A Low-Code Platform that Bridges the Gap with 'Pro Coders'
Coreograph | Wed Mar 30 2022
Low-code platforms are rapidly becoming the technology of choice for companies to accelerate the development of new software applications and to address the growing skill shortage in the IT industry.
A conventional low-code environment targets ‘citizen developers’ without a formal IT background. It often presents a templated, form-driven, or drag-and-drop interface that helps to accomplish a certain task, after which code is automatically generated with the push of a button. At first glance, this interface gets you what you want. It is fast and it solves an immediate need.
In the long-term, however, it can be an uncomfortable way of building and maintaining a big software system, of building something long-lasting that will be an asset for the company. The reason for this is that over time you may need to occasionally intervene in this process between the button push and the code you get out: to alter the generated result or to ask the generator to produce things it has not been pre-programmed to do.
And this is where one can get stuck, as it exposes the chasm between the low-code way and the way software engineers work: they just code it. And this ultimately can be dangerous, as you have invested time, money, and effort in the low-code model, but down the road you realize you can not go further, and have reached a fundamental blockage – accumulated this technical debt – that would cost you even more resources to amend or advance.

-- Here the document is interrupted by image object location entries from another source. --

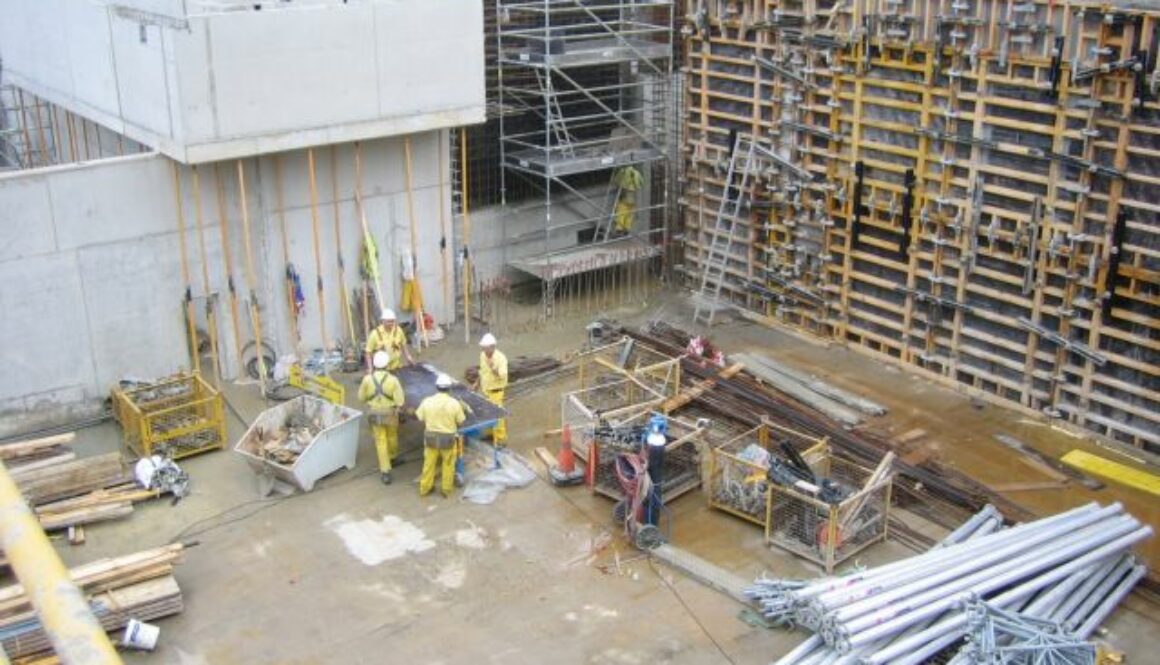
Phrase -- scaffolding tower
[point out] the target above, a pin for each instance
(588, 87)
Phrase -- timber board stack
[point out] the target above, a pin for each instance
(136, 586)
(976, 197)
(66, 491)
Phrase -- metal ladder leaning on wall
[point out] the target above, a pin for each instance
(720, 247)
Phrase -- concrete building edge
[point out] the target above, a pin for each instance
(255, 146)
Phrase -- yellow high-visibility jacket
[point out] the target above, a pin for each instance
(382, 391)
(441, 413)
(389, 340)
(492, 381)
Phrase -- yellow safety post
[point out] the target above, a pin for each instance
(75, 635)
(417, 293)
(291, 302)
(318, 255)
(195, 360)
(210, 313)
(362, 216)
(466, 237)
(444, 282)
(343, 296)
(227, 259)
(255, 320)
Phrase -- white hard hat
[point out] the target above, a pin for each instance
(381, 359)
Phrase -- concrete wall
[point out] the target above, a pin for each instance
(217, 85)
(91, 279)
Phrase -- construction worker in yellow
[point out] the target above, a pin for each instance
(442, 416)
(389, 337)
(493, 381)
(383, 394)
(628, 181)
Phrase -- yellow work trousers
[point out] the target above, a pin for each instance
(499, 433)
(625, 215)
(386, 441)
(433, 459)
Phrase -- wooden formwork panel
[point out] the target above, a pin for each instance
(965, 187)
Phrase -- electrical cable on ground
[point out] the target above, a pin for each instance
(691, 614)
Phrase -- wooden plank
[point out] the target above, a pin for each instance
(72, 478)
(698, 389)
(21, 448)
(1030, 486)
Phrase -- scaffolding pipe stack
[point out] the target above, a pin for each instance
(1044, 585)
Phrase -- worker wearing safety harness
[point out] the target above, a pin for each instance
(442, 416)
(389, 337)
(493, 382)
(383, 394)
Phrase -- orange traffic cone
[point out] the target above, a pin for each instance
(565, 471)
(566, 461)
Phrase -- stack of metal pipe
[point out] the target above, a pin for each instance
(1068, 570)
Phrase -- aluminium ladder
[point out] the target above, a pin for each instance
(720, 246)
(553, 115)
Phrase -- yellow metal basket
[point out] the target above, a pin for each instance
(180, 416)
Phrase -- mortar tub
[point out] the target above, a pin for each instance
(334, 447)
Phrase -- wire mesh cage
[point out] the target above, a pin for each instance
(682, 455)
(180, 416)
(613, 402)
(738, 469)
(829, 521)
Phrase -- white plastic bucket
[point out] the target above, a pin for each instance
(140, 635)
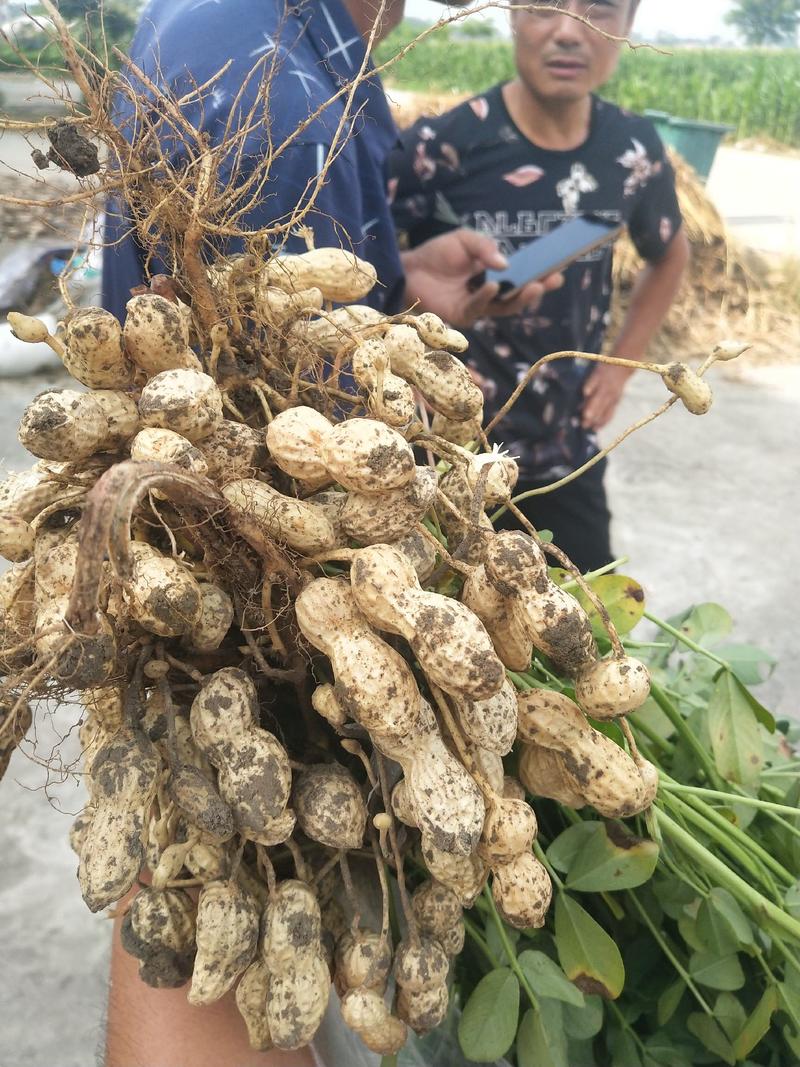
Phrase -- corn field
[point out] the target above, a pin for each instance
(755, 91)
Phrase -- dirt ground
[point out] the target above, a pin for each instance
(705, 508)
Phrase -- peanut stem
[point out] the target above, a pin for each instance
(755, 901)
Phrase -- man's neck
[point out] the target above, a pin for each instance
(559, 125)
(364, 14)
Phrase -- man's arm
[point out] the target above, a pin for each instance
(159, 1028)
(654, 291)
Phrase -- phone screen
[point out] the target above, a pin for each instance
(553, 252)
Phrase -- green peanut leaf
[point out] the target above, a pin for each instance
(758, 1023)
(542, 1041)
(489, 1023)
(670, 1001)
(717, 972)
(547, 980)
(571, 842)
(736, 737)
(612, 859)
(586, 1022)
(589, 956)
(722, 925)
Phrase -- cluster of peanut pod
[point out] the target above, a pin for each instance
(289, 622)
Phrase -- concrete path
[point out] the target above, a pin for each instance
(757, 195)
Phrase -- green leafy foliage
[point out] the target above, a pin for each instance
(754, 91)
(669, 927)
(489, 1023)
(736, 737)
(546, 978)
(589, 956)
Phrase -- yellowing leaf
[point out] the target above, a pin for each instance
(588, 955)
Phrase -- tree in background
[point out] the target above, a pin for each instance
(766, 21)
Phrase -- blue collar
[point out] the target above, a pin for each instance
(341, 50)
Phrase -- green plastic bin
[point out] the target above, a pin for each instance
(694, 140)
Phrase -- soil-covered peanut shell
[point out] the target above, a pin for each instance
(401, 805)
(694, 392)
(330, 334)
(448, 806)
(186, 401)
(28, 329)
(385, 518)
(254, 774)
(522, 890)
(544, 774)
(156, 335)
(160, 593)
(26, 493)
(498, 615)
(612, 687)
(456, 430)
(373, 682)
(509, 830)
(62, 423)
(158, 929)
(435, 333)
(297, 999)
(464, 875)
(330, 807)
(276, 307)
(197, 800)
(604, 774)
(436, 908)
(299, 524)
(337, 273)
(94, 352)
(233, 451)
(294, 442)
(166, 446)
(16, 538)
(394, 403)
(362, 959)
(217, 615)
(448, 639)
(367, 457)
(293, 922)
(227, 938)
(124, 779)
(420, 554)
(251, 999)
(366, 1014)
(491, 723)
(420, 966)
(424, 1010)
(328, 704)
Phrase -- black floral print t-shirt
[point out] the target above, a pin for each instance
(472, 166)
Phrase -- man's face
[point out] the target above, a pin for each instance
(559, 58)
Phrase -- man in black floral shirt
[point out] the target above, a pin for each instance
(514, 162)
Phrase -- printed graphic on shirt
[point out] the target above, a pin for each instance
(473, 168)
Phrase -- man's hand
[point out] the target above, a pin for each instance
(437, 272)
(602, 393)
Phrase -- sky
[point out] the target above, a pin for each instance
(691, 18)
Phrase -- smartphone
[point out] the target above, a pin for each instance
(546, 255)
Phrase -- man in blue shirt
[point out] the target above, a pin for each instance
(308, 52)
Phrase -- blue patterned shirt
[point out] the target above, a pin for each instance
(307, 51)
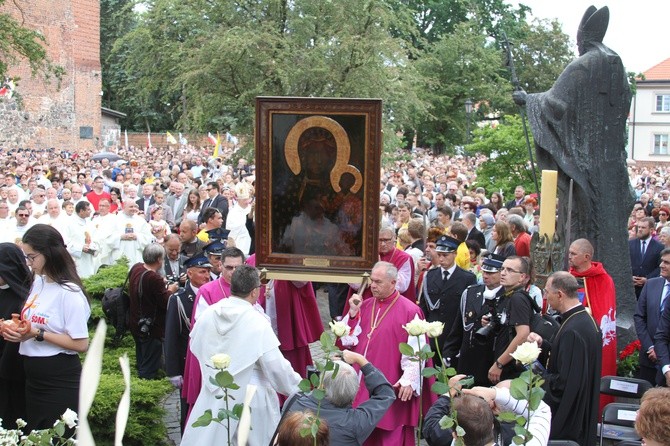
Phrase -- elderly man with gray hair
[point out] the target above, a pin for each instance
(149, 297)
(348, 426)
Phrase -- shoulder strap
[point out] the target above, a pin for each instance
(139, 289)
(182, 313)
(125, 282)
(285, 410)
(532, 301)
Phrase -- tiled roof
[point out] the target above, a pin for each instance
(659, 72)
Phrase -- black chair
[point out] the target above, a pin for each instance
(618, 421)
(623, 387)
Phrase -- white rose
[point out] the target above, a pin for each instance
(70, 418)
(416, 326)
(526, 353)
(339, 328)
(220, 361)
(434, 329)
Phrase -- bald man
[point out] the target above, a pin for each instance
(597, 293)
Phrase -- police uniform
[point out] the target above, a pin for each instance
(475, 355)
(215, 249)
(440, 296)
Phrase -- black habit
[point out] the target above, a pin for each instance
(572, 380)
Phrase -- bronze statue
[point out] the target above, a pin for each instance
(579, 128)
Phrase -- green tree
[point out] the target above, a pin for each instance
(508, 162)
(209, 60)
(19, 43)
(116, 20)
(459, 67)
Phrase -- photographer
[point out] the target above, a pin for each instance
(467, 339)
(349, 426)
(148, 304)
(512, 317)
(476, 409)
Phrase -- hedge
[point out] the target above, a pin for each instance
(145, 422)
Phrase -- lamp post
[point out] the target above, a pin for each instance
(468, 113)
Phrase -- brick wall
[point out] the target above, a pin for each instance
(45, 115)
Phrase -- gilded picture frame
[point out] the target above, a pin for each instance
(317, 184)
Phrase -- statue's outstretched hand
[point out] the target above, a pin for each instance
(519, 97)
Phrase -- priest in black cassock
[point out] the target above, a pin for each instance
(572, 378)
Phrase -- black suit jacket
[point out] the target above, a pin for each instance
(176, 330)
(662, 338)
(649, 265)
(647, 316)
(220, 202)
(477, 236)
(512, 203)
(140, 203)
(448, 294)
(168, 269)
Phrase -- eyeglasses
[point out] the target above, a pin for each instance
(504, 269)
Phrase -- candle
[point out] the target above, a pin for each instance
(548, 204)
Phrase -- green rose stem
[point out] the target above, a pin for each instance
(418, 432)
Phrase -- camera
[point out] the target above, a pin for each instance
(145, 326)
(485, 334)
(312, 370)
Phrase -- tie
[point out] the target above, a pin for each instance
(664, 298)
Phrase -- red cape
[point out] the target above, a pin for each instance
(600, 295)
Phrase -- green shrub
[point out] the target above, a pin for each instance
(145, 421)
(108, 277)
(96, 314)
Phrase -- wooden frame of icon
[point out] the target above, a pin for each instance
(317, 185)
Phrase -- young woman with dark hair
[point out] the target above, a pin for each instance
(58, 312)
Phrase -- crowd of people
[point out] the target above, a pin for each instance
(449, 251)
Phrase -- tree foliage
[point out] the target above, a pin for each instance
(198, 65)
(19, 43)
(508, 162)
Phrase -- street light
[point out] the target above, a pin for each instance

The point here is that the paradigm of low-code development was not designed with software engineers in mind. It has been designed to end-run around software engineers altogether. Its conception is to automate a big chunk of what traditionally constitutes ‘software development’. And this is all for understandable reasons, given its origins. Yet, it does not need to be this way.
What we offer in Coreograph is a different paradigm, where the visual layer that we present is also simple - similar to conventional low-code platforms: just wiring components and building blocks together - but where, from the start, there is also a well-defined, formal, strongly-typed connection down to the source-code level of the program.
Coreograph provides a textual programming language, which the visual layer is rendered into, and a compiler, which compiles the generated code into an executable application. Importantly, this textual layer is extensible. From the code that is generated by a Coreograph visual program you can call into C or C++, Rust, or even assembly language if you wish. Or you can invoke REST or other APIs available within your company or obtained from third parties.
In other words, it is easy to stitch together, to make a seamless connection between the low-code part of the platform, the visual part, and the ordinary software engineering approach to the same problem.
Essentially, we think of our platform as a single, unified programming tool, but with a twist: it has this high-level abstract, visual part, which you can manipulate very quickly. It is visually intuitive and strongly typed, which means you can put things together quickly and securely, prototype them, and have a working application fast. But when you need to, this textual layer, beginning with the generated output and our Transparency programming language but going down into languages like C or Rust or open-source packages, is another, ‘pro-code’ level to work in if required. This is all a single continuum and an activity that is formally supported by our system.
In conclusion, Coreograph offers an extension of ordinary software development that should be appealing to both low-code programmers and skilled software engineers. We bring a big power tool to it for easy, visual, and rapid application development, but without the wholesale throwing out of ordinary software development, which can still be part of the process when necessary.